In memoriam アレクサンドル・トラーゼ

Alexander Toradze 1952-2022

 ジョージア(グルジア)出身で、国際的に活躍したピアニスト、アレクサンドル・トラーゼが5月10日、亡くなった。享年69歳。4月23日、アメリカ・ワシントン州バンクーバーでのバンクーバー交響楽団(USA)との公演中に急性心不全を起こし、体調不良のままショスタコーヴィチのピアノ協奏曲第2番を弾き終えたあと当地の病院に入院していたが、帰らぬ人となった。

© 藤本史昭 写真提供:トッパンホール

 1952年、トビリシ生まれ。モスクワのチャイコフスキー音楽院に学び、卒業後まもなく教授も務めた。1983年にアメリカに移住。1991年からは、インディアナ大学サウスベンド校で教鞭を執るなど、教育者として多くの後進の育成にあたった。

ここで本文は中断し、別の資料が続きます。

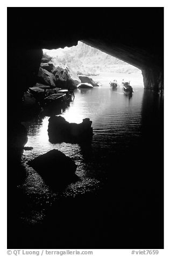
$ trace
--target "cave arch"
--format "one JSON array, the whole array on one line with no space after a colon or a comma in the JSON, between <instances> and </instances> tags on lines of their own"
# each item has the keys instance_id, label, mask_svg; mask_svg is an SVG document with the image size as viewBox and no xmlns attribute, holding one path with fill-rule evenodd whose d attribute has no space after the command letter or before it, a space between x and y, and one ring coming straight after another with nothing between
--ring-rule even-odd
<instances>
[{"instance_id":1,"label":"cave arch","mask_svg":"<svg viewBox=\"0 0 171 256\"><path fill-rule=\"evenodd\" d=\"M163 89L163 8L8 8L8 94L16 112L35 83L42 49L79 40L141 69L145 88Z\"/></svg>"}]
</instances>

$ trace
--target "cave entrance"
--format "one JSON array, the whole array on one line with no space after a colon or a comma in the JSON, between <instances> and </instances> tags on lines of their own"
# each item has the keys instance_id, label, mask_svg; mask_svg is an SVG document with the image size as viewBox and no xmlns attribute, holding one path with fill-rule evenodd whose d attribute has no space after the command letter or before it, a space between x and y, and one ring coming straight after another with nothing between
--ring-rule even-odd
<instances>
[{"instance_id":1,"label":"cave entrance","mask_svg":"<svg viewBox=\"0 0 171 256\"><path fill-rule=\"evenodd\" d=\"M124 79L130 81L133 87L144 86L139 69L80 41L76 46L44 49L43 53L44 65L49 62L55 66L67 67L75 77L87 75L102 86L109 86L110 81L115 79L122 84Z\"/></svg>"}]
</instances>

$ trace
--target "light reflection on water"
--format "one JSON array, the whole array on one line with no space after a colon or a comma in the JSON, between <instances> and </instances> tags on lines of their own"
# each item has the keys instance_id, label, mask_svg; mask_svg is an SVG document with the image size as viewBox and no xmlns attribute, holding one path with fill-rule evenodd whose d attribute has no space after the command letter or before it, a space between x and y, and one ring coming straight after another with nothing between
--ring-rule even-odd
<instances>
[{"instance_id":1,"label":"light reflection on water","mask_svg":"<svg viewBox=\"0 0 171 256\"><path fill-rule=\"evenodd\" d=\"M27 177L22 188L28 196L35 197L35 202L40 208L42 205L42 210L59 197L74 197L98 191L105 180L105 157L108 153L122 152L141 136L144 89L140 76L139 79L140 82L137 86L134 86L134 93L130 98L124 95L122 87L117 91L110 88L110 77L98 77L103 83L102 87L75 91L74 101L61 115L72 123L81 123L85 118L92 121L94 136L88 147L65 143L50 143L47 134L49 117L39 117L24 123L28 132L26 146L32 146L33 150L23 153L22 162ZM74 160L77 165L76 174L80 177L78 181L58 193L52 192L40 176L27 165L27 161L53 148Z\"/></svg>"}]
</instances>

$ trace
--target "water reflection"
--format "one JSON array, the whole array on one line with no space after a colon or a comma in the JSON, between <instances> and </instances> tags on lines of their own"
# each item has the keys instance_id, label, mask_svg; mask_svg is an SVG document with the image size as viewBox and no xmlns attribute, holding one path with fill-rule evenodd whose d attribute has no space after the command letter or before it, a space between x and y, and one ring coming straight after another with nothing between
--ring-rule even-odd
<instances>
[{"instance_id":1,"label":"water reflection","mask_svg":"<svg viewBox=\"0 0 171 256\"><path fill-rule=\"evenodd\" d=\"M26 146L33 150L23 152L22 165L26 176L17 191L12 191L11 212L17 205L15 214L18 215L9 225L16 225L14 230L17 227L19 240L25 245L29 242L33 247L35 241L37 246L41 244L42 237L44 245L56 244L52 227L58 231L58 246L61 247L92 245L95 239L99 247L113 245L109 230L115 231L117 245L122 242L123 233L126 244L131 237L139 244L136 234L148 227L153 232L154 244L161 244L158 234L162 225L163 97L141 87L133 89L130 98L125 96L122 88L113 91L108 86L85 94L75 92L74 101L60 115L77 123L89 118L94 129L91 144L50 143L48 116L25 123L28 131ZM77 165L78 180L62 188L55 180L52 184L45 182L27 164L54 148ZM19 221L16 222L15 218ZM84 230L81 236L78 232L80 223ZM28 224L34 227L28 231L25 228ZM35 224L39 225L37 229ZM151 232L144 239L151 241ZM13 239L13 236L11 240Z\"/></svg>"}]
</instances>

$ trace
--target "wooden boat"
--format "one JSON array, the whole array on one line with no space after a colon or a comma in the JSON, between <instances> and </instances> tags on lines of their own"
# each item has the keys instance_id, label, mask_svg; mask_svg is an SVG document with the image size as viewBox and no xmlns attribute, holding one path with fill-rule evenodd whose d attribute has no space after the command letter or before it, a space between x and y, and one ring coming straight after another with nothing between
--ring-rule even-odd
<instances>
[{"instance_id":1,"label":"wooden boat","mask_svg":"<svg viewBox=\"0 0 171 256\"><path fill-rule=\"evenodd\" d=\"M93 88L93 86L89 83L81 83L77 85L77 88Z\"/></svg>"},{"instance_id":2,"label":"wooden boat","mask_svg":"<svg viewBox=\"0 0 171 256\"><path fill-rule=\"evenodd\" d=\"M73 90L69 90L67 89L64 89L59 90L58 93L62 93L63 94L66 94L67 101L68 102L72 101L73 98L75 98L74 93Z\"/></svg>"},{"instance_id":3,"label":"wooden boat","mask_svg":"<svg viewBox=\"0 0 171 256\"><path fill-rule=\"evenodd\" d=\"M130 85L130 82L125 82L123 84L124 93L125 94L132 94L133 93L132 86Z\"/></svg>"},{"instance_id":4,"label":"wooden boat","mask_svg":"<svg viewBox=\"0 0 171 256\"><path fill-rule=\"evenodd\" d=\"M119 84L117 83L116 80L114 80L113 82L110 82L109 83L110 87L112 87L112 89L116 89L117 88L117 87L119 87Z\"/></svg>"},{"instance_id":5,"label":"wooden boat","mask_svg":"<svg viewBox=\"0 0 171 256\"><path fill-rule=\"evenodd\" d=\"M65 104L67 102L66 94L63 93L58 93L52 94L44 99L44 105L51 106Z\"/></svg>"}]
</instances>

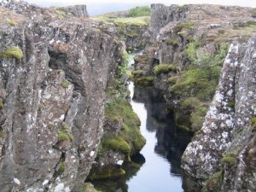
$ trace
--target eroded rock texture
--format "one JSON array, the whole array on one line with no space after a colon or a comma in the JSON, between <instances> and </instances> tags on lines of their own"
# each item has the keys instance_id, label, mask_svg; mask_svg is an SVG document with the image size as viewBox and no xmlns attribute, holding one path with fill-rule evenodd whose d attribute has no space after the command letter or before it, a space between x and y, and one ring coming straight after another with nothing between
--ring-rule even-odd
<instances>
[{"instance_id":1,"label":"eroded rock texture","mask_svg":"<svg viewBox=\"0 0 256 192\"><path fill-rule=\"evenodd\" d=\"M183 155L183 168L202 183L221 173L216 191L256 189L255 59L255 38L231 44L204 125ZM206 190L212 188L207 182Z\"/></svg>"},{"instance_id":2,"label":"eroded rock texture","mask_svg":"<svg viewBox=\"0 0 256 192\"><path fill-rule=\"evenodd\" d=\"M24 55L0 57L1 191L79 191L121 57L117 28L24 2L0 9L0 53Z\"/></svg>"}]
</instances>

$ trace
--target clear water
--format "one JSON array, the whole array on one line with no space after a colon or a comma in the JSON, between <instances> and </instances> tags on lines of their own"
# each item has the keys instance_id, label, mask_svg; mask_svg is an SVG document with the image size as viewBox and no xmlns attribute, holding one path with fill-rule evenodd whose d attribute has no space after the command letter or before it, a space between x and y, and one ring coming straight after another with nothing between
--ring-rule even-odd
<instances>
[{"instance_id":1,"label":"clear water","mask_svg":"<svg viewBox=\"0 0 256 192\"><path fill-rule=\"evenodd\" d=\"M141 55L137 52L131 55ZM192 192L180 168L181 156L191 135L177 130L173 114L162 93L153 87L129 84L131 104L141 120L141 131L147 139L139 155L139 167L124 165L125 177L92 182L103 192ZM136 160L134 158L133 160ZM184 182L185 181L185 182ZM186 189L183 189L183 187Z\"/></svg>"}]
</instances>

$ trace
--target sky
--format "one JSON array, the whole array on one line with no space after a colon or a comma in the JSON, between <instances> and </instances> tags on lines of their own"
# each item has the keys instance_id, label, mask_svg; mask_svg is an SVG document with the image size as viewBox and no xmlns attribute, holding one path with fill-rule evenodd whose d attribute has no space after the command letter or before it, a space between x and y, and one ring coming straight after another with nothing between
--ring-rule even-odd
<instances>
[{"instance_id":1,"label":"sky","mask_svg":"<svg viewBox=\"0 0 256 192\"><path fill-rule=\"evenodd\" d=\"M241 7L256 8L256 0L25 0L28 3L43 7L64 6L70 4L86 4L90 15L110 11L125 10L137 5L149 5L151 3L195 4L208 3L221 5L238 5Z\"/></svg>"}]
</instances>

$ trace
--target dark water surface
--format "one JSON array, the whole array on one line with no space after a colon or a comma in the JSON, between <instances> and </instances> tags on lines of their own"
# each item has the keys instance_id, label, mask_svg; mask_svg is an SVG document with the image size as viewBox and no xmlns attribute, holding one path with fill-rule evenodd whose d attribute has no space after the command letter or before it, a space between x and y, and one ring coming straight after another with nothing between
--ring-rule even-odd
<instances>
[{"instance_id":1,"label":"dark water surface","mask_svg":"<svg viewBox=\"0 0 256 192\"><path fill-rule=\"evenodd\" d=\"M93 182L93 184L103 192L187 191L182 187L180 162L191 135L176 129L173 114L168 111L160 90L134 86L132 82L129 90L131 104L141 120L142 134L147 139L146 145L141 154L132 159L137 161L135 166L123 165L125 176ZM187 188L184 183L183 187Z\"/></svg>"}]
</instances>

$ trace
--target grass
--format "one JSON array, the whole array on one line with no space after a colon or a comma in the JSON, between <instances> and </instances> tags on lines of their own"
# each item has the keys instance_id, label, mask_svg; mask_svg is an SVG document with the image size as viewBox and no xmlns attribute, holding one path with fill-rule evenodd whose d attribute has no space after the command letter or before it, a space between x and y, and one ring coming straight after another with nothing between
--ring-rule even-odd
<instances>
[{"instance_id":1,"label":"grass","mask_svg":"<svg viewBox=\"0 0 256 192\"><path fill-rule=\"evenodd\" d=\"M67 89L69 86L70 83L68 81L62 81L61 83L61 87L63 87L64 89Z\"/></svg>"},{"instance_id":2,"label":"grass","mask_svg":"<svg viewBox=\"0 0 256 192\"><path fill-rule=\"evenodd\" d=\"M176 72L177 66L174 64L160 64L153 68L153 73L155 75L159 75L160 73L167 73L171 71Z\"/></svg>"},{"instance_id":3,"label":"grass","mask_svg":"<svg viewBox=\"0 0 256 192\"><path fill-rule=\"evenodd\" d=\"M20 60L23 57L22 50L19 47L10 47L0 53L0 57L15 58Z\"/></svg>"},{"instance_id":4,"label":"grass","mask_svg":"<svg viewBox=\"0 0 256 192\"><path fill-rule=\"evenodd\" d=\"M125 154L131 152L130 145L120 137L114 137L108 138L102 143L102 147L106 148L112 148L116 151L120 151Z\"/></svg>"},{"instance_id":5,"label":"grass","mask_svg":"<svg viewBox=\"0 0 256 192\"><path fill-rule=\"evenodd\" d=\"M96 16L92 18L95 20L103 21L108 23L116 23L118 26L121 24L125 25L135 25L137 26L148 26L150 18L149 16L141 17L124 17L124 18L109 18L107 16Z\"/></svg>"},{"instance_id":6,"label":"grass","mask_svg":"<svg viewBox=\"0 0 256 192\"><path fill-rule=\"evenodd\" d=\"M173 32L177 34L177 32L181 32L183 28L191 29L193 26L194 26L194 23L192 22L177 23L173 27Z\"/></svg>"},{"instance_id":7,"label":"grass","mask_svg":"<svg viewBox=\"0 0 256 192\"><path fill-rule=\"evenodd\" d=\"M141 17L141 16L150 16L149 6L137 6L129 9L129 17Z\"/></svg>"},{"instance_id":8,"label":"grass","mask_svg":"<svg viewBox=\"0 0 256 192\"><path fill-rule=\"evenodd\" d=\"M102 191L96 189L91 183L87 183L82 187L80 192L102 192Z\"/></svg>"}]
</instances>

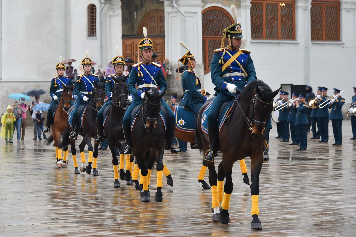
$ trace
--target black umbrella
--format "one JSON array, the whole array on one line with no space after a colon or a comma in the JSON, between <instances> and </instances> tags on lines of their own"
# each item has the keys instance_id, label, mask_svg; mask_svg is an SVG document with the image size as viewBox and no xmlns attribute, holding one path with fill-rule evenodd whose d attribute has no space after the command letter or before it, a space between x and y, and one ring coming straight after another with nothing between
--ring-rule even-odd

 演奏家としては、ワレリー・ゲルギエフがしばしばソリストに起用したことで、その存在が広く知られるようになった。特に、ゲルギエフ&マリインスキー歌劇場管とのプロコフィエフのピアノ協奏曲全集(フィリップス)は、名声を決定的なものとした。強靭な打鍵から繰り出される並外れたテクニックと重量感のあるダイナミックな表現力は、とりわけショスタコーヴィチ、プロコフィエフといったロシア音楽で真価を発揮。ベルリン・フィル、ロンドン響、ニューヨーク・フィルなど世界の主要オーケストラとの共演も多く、ザルツブルク音楽祭、BBCプロムス、エディンバラ、ロッテルダムなど夏の音楽祭にもたびたび出演した。

© 藤本史昭 写真提供:トッパンホール

 日本では、NHKのテレビ番組『スーパーピアノレッスン』の講師としての顔を思い出す向きも多いだろう。プロコフィエフの第7番のソナタを汗だくになって弾いている姿が印象的だった。最後の来日は2018年。パーヴォ・ヤルヴィ指揮N響と共演(このときもショスタコーヴィチの第2番を演奏)したほか、武蔵野市民文化会館とトッパンホールでリサイタルを開催。トッパンホールでの公演では、あまりに激しすぎる演奏に、ピアノのダンパー装置が故障し、途中で演奏を中断するハプニングが発生。しかし、調律師が舞台上で修理をする間にトークを展開するなど、アクシデントをものともせず、中断したプロコフィエフのピアノ協奏曲第3番(ピアノ連弾版)を弾き直して聴衆を沸かせた。